Los productores de aceite de oliva y aceitunas de mesa de Sicilia disfrutan tradicionalmente de una ligera ventaja competitiva, ya que su cosecha comienza antes que en otras regiones italianas.
Durante una reunión con las autoridades locales y las partes interesadas en Trapani, al oeste de la isla, Coldiretti señaló que esta ventaja ha desaparecido, ya que la cosecha no se llevará a cabo.
«El precio de venta tanto del aceite de oliva como de las aceitunas de mesa es muy bajo y aún no se ha fijado para la temporada», afirmó Coldiretti. «Esto pone en riesgo a cientos de empresas, que podrían cerrar, lo que desencadenaría el peor escenario para toda la provincia, que depende de los ingresos del cultivo del olivo».
Un rayo de esperanza llegó desde Agrigento y Sciacca, regiones productoras clave de la costa sur.

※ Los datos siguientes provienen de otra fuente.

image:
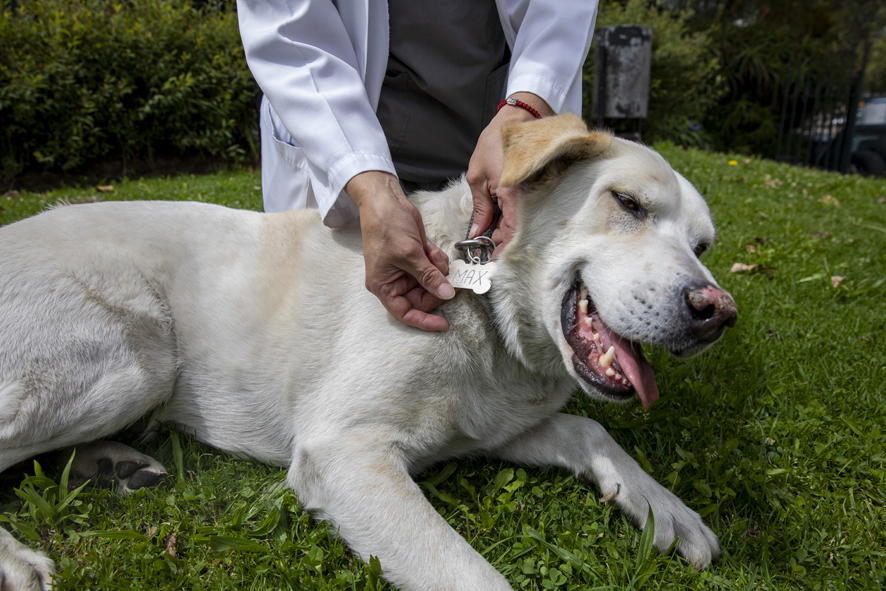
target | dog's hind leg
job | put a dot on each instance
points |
(104, 462)
(23, 569)
(366, 494)
(584, 446)
(80, 357)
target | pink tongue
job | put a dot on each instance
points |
(636, 368)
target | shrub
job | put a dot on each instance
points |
(83, 80)
(686, 81)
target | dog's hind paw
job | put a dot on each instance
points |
(23, 569)
(103, 462)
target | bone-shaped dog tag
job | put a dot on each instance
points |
(464, 275)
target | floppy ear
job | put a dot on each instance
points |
(531, 147)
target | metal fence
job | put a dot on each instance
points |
(819, 109)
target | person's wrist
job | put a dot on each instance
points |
(526, 106)
(365, 187)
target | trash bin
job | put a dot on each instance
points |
(622, 66)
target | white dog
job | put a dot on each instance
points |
(254, 333)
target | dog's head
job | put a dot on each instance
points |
(605, 257)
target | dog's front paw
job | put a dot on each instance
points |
(673, 519)
(23, 569)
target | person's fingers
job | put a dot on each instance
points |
(410, 303)
(483, 207)
(439, 258)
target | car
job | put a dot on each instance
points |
(869, 142)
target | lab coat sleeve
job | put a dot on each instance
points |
(302, 58)
(552, 41)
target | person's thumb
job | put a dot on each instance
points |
(432, 279)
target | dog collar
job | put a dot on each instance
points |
(479, 250)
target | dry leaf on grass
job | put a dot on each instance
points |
(741, 267)
(831, 199)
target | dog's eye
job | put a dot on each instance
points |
(626, 201)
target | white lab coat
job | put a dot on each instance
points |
(321, 65)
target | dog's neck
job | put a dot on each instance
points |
(447, 215)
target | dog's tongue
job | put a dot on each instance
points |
(636, 369)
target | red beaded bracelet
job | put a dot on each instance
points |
(515, 103)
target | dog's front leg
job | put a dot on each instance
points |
(584, 446)
(367, 495)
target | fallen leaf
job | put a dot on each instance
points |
(741, 267)
(831, 199)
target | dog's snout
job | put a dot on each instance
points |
(710, 310)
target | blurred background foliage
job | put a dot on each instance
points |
(82, 81)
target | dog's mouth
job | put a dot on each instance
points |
(612, 364)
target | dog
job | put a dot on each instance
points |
(254, 333)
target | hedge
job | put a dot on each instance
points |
(84, 80)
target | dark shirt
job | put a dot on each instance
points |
(447, 70)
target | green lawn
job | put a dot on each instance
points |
(776, 436)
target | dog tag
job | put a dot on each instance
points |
(464, 275)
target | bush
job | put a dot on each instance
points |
(686, 82)
(83, 80)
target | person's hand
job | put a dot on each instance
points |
(404, 271)
(484, 171)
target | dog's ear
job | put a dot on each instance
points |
(532, 147)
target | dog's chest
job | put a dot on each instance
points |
(476, 396)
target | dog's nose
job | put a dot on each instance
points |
(710, 310)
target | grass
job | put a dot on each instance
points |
(776, 435)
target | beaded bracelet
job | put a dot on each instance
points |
(517, 103)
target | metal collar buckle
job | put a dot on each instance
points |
(475, 250)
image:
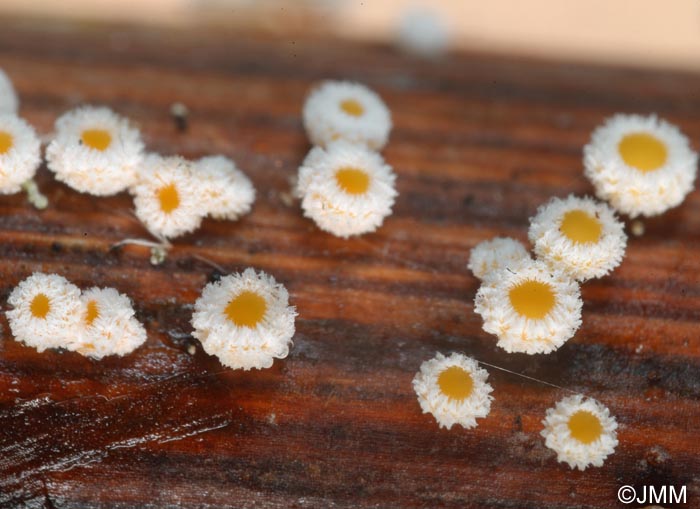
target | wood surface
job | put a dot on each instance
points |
(479, 142)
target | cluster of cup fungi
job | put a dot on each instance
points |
(639, 166)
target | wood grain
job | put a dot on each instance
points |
(479, 142)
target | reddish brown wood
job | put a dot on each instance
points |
(479, 142)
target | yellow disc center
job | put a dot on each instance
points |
(352, 180)
(99, 139)
(6, 141)
(532, 299)
(169, 198)
(92, 312)
(40, 306)
(585, 427)
(352, 107)
(246, 310)
(643, 151)
(581, 227)
(456, 383)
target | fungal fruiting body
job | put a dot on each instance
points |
(168, 198)
(20, 153)
(580, 236)
(227, 192)
(245, 320)
(423, 33)
(349, 111)
(95, 151)
(45, 311)
(453, 389)
(581, 431)
(9, 103)
(490, 256)
(108, 325)
(346, 189)
(640, 165)
(533, 309)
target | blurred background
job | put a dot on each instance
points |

Allí, los productores, las autoridades reguladoras y las partes interesadas lograron alcanzar un acuerdo temporal que podría facilitar las operaciones de cosecha.
Acordaron fijar el precio del aceite de oliva virgen extra en 6 € por kilogramo durante los siguientes 10 días, un breve periodo en el que se espera que las autoridades regionales aprueben una medida financiada con fondos públicos que permita reducir los costes energéticos de las almazaras hasta los niveles de 2021.
Con este fin, numerosos representantes de los ayuntamientos locales han firmado una carta abierta en la que alertan del aumento del 50 al 70 % en los costes energéticos de los molineros. En la carta, piden a las autoridades locales y regionales que colaboren para apoyar a uno de los sectores agrícolas más importantes de Sicilia.